今回からの何回かは、創作をする人にとっても一つ大きな問題である「プロ」とは何かということについて考えてみたい。
アイドルと違って、バンドであればどちらかというと、ライブハウスなどでアマチュアとしてキャリアを積み、少しずつ人気が出てメジャーデビュー、といった流れそのものを「プロになる」と考えるのが普通ではないだろうか。
そして今自分はおそらく「作詞作曲家」としてはプロと思われているのだろうが、そこでの「プロ」というのはバンドとしてのそれともまた少し違うものだ。
いずれにしても、何を持って「プロ」なのか、ということは中々難しい問題である。
「プロ」を目指した原体験
記憶を遡ってみると、大学3年生の頃、普通は就職活動を始めるであろうタイミングで、一度「プロを目指して音楽をやってみよう」と考えた。これは、当時もそうだが、今考えてもこのように一言で言うしかない単純な判断だった。そう思ったのも、強いて言うならば、自分のほんの少しの「負けず嫌い」が出ただけかもしれない。
その前にも下北沢で何度かブッキングライブに出演してみたことはあった。これは高校生の頃からの趣味の延長としてやっていたものだ。しかし、そこでライブハウスのスタッフから受ける言葉や、周りの人間からの反応はそれまでの「趣味としての音楽」に対するものではなかったように思う。
彼らが言うのは「プロになるためにはこういった部分が足りない」「売れているバンドと比較して、こうだ」といった類のことだったように思う。
前回も書いたように、ライブハウスというのはお金をとって音楽を提供している場なので、当然バンドに対してもプロフェッショナルとしてのクオリティを求めるものだから、この反応は当たり前ともいえる。しかし、趣味でやっているバンドにとっては「このままここで、このライブを続けていこう」という話にはならなかった。
しかし、私はやはり「トライしてみたい」という気持ちがあったのである。音楽はある意味で自分が日々やっていることの中で一番評価されていないものだったので、どこかしら悔しい気持ちもあったのかもしれない。
趣味の延長線上ではなく、ゼロから自分でメンバーも集めて音楽をやってみようと思ったのがこの時だったので、ちょうど20歳ごろが自分にとって「音楽でプロを目指し始めたとき」ということになる。

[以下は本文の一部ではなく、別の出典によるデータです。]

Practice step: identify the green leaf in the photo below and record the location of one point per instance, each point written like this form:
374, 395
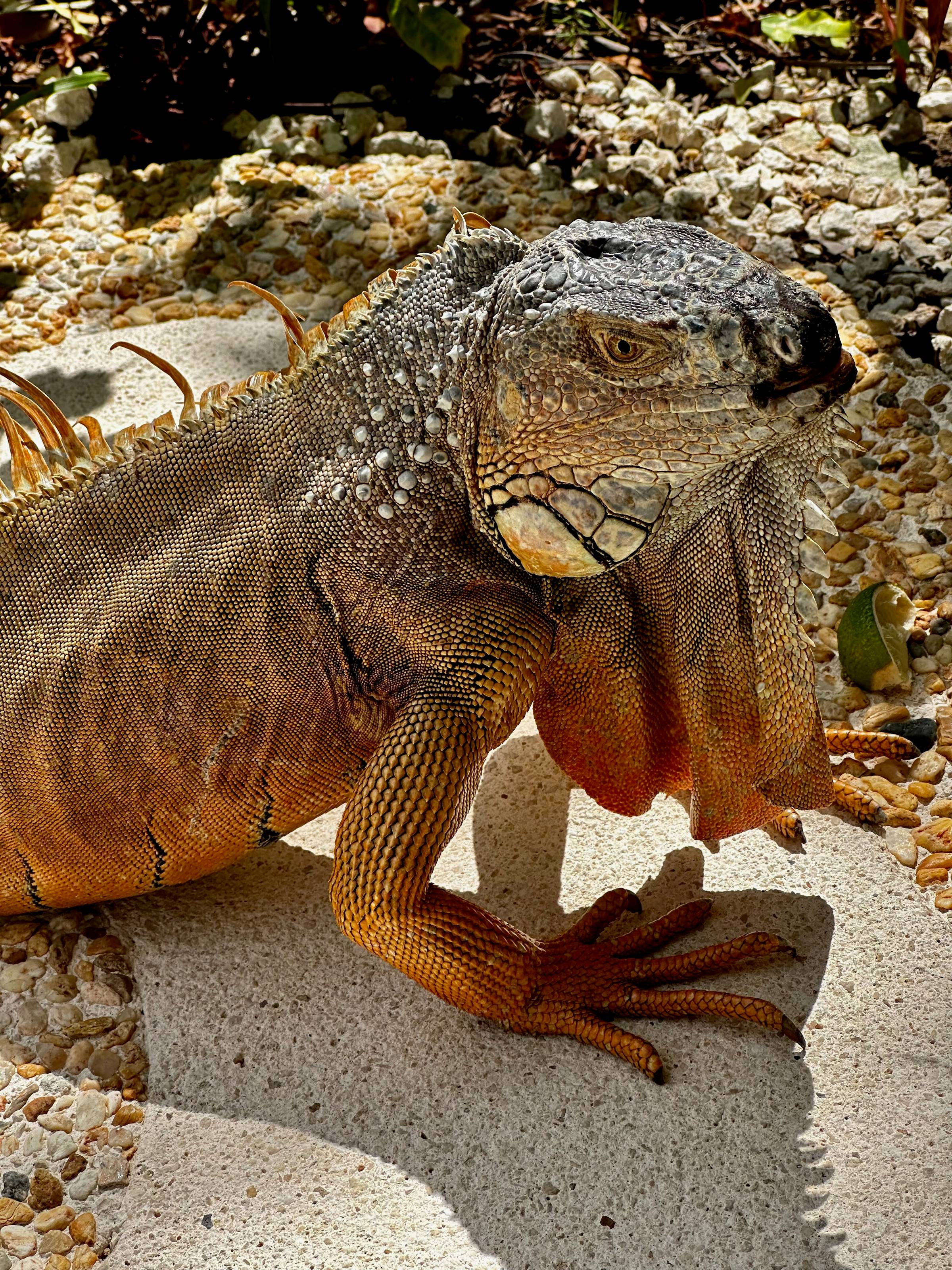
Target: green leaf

そこで組んだのが、phenomenonという、のちに僕がデビューする「ふぇのたす」の前身バンドである。
今、実際周りを見渡してみるとこれは相当「遅い方」だということがわかる。
そもそも10代でデビューするような人も多い世界で、20歳になってやっとそんなことを考え始めたわけだから、当然マインドとしても、テクニックとしてもまったくその準備ができていなかった。
その時の自分は、「おそらく時間的にはラストチャンスだから、一回プロになれるのかどうか試してみたい」というような気持ちしかなかったように思う。
第五回までの連載でもそれとなく見えていたと思うが、本当にそれまで音楽でプロになるなどということを考えたことがなかったのだ。
この時にしても、現在から遡って考えれば「プロになること」を目指していたことになるのだろうが、実際に当時考えていたこととしては「どのくらい通用するのか」といった漠然とした気持ちでしかなかったように思う。それは当時自分が「作詞家」「作曲家」「編曲家」といったいままさに自分がやっている仕事を正確に認識していなかったこともそうだ。
自分自身は単にバンドでどこまでいけるか、試してみたかっただけなので、まずは知り合いを通してバンドを組み、その中で自分が歌詞や曲をつくるのが一番可能性がありそうだ、ということでつくっていただけなのである。
作詞作曲に関しては、これまでの趣味の活動の中で少しだけトライしてみたことがあったが、この時の判断は良く考えてみれば大胆だったといえる。今これが生業となっているわけだが、当然当時何か根拠があったわけではない。ある意味では、そのようなざっくりとした態度が大事なのかもしれないともいえる。
このように、「プロ」というものの解像度がそれほど高かったわけではないにしても、趣味の延長でやっていたときとは、やはりいくつのか点で違いも出てきていた。